Premier Bob Carr referred to a "creative partnership" when he made his speech to Labor Council's AGM this year. He said:

"Our frank, open realistic, ungrudging acknowledgement of the role of the unions, as genuine partners in building the strength, security and fairness of our society in NSW and Australia will continue to be the hallmark of the Carr Labor Government in our third term."

It is this partnership that defines a Labor government.

Maintaining the "creative partnership" between unions and the Labor Government is vital, because it means a healthy industrial relations system based on collective bargaining. This in turn will create a healthier economy, providing growth and real jobs.

It is a challenge for Labor in government to balance revenue with expenditure while implementing social justice objectives. Prioritising programs in the budget is always going to be difficult when so many are in need of funds.

Budget deficits are not the end of the world, as long as they're used to provide proper infrastructure and services. Budget surpluses need not be the sole objective.

The focus that Labor has to have is on getting a better deal for working men and women in NSW. Achieving social justice objectives in providing health, education and vital services is a natural progression.

This would go a long way towards achieving the fair and just society that is the Labor Party's light on the hill.

Unfortunately, the partnership is not working effectively at the moment.

However, there are opportunities to work towards inclusive solutions. The ALP State Conference has historically seen unions confront the political wing of the party on matters of concern. This year is no different.

Many current issues are being debated again, because agreement on solutions has not been reached. The best and most lasting outcomes occur when the government helps stakeholders take ownership of drafting and implementing the solution.

One contentious issue is industrial manslaughter legislation to hold employers accountable for negligent death of employees. Company executives go to jail for breaching corporate law but not for industrial manslaughter. The debate is set to continue.

Another issue of interest to Conference delegates is the government purchasing policy, especially in relation to the allocation of government contracts.

The Government Cleaning Contract is up for renewal before next year's Budget.

The LHMU has been working hard to achieve the cleaners' demands:

No more cuts to hours

Security in the job if a different contractor comes in

Transfer of entitlements where the contractor changes

Retention of the sick leave safety net for former government employed cleaners

Sufficient equipment and supplies to do the job properly

The least we as a Labor government can do is to take on board the representations of the LHMU and agree to the cleaners' modest requests.

During the rest of the year after the heated debates of ALP Conference, the Labor Council will continue to do an excellent job of lobbying the Government on important industrial issues. However, it is time this is taken to a higher level towards the "creative partnership" goal.

One step towards this goal was the Labor Council holding an information session on the Secure Employment Test Case during the last month, which I co-hosted with Tony Burke MLC.

Twenty-four State Labor MPs attended the Labor Council presentation. Many commented that they were much better informed about the issue as a result.

I have sought to bring together Labor Council affilitates and State Labor MPs to exchange ideas since being elected.
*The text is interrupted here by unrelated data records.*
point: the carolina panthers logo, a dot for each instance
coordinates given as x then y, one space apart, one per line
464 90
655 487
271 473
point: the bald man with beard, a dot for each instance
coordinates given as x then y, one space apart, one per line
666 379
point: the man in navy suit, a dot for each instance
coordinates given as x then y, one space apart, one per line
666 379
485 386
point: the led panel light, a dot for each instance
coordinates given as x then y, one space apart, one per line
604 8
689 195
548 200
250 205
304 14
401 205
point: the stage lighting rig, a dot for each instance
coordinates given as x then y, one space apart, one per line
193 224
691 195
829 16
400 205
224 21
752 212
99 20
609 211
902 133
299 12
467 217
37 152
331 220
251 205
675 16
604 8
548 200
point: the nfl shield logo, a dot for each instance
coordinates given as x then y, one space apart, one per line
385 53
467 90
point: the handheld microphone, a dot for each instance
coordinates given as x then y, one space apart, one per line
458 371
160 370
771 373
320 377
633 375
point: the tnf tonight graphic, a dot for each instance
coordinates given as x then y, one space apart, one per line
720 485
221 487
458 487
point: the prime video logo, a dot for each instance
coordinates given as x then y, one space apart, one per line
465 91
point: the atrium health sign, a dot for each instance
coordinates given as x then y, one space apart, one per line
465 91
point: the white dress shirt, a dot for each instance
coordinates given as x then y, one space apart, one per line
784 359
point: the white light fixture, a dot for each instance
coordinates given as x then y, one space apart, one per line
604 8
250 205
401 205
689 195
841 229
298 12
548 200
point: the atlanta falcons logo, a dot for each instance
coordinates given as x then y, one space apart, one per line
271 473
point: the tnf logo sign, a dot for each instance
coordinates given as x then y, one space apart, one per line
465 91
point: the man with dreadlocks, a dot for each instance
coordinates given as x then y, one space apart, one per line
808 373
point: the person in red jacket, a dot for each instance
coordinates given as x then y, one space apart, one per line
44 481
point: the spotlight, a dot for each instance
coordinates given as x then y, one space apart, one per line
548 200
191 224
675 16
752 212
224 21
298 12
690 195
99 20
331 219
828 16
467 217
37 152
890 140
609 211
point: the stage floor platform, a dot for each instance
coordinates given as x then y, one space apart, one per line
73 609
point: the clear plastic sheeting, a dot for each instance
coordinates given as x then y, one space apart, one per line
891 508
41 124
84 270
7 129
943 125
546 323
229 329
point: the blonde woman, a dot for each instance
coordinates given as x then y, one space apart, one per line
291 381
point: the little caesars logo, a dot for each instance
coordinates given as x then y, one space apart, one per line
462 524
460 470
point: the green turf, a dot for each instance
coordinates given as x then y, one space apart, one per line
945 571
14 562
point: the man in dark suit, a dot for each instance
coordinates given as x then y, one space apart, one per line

John Robertson as Secretary of the Labor Council and my colleague Tony Burke MLC have worked towards this goal as well. Many more of these events are planned for the future.

It is not weakness to admit that the Government has difficult problems to address. It is an opportunity to find a better solution through partnerships and consultation.

History tells us that unless stakeholders feel involved and take ownership of a problem, then any solution is usually short-lived.

Labor MPs, Party activists and unions must make the creative partnership work. If state Labor MPs don't take up this challenge, we will not succeed in "building the strength, security and fairness of our society" that the Premier set as our goal.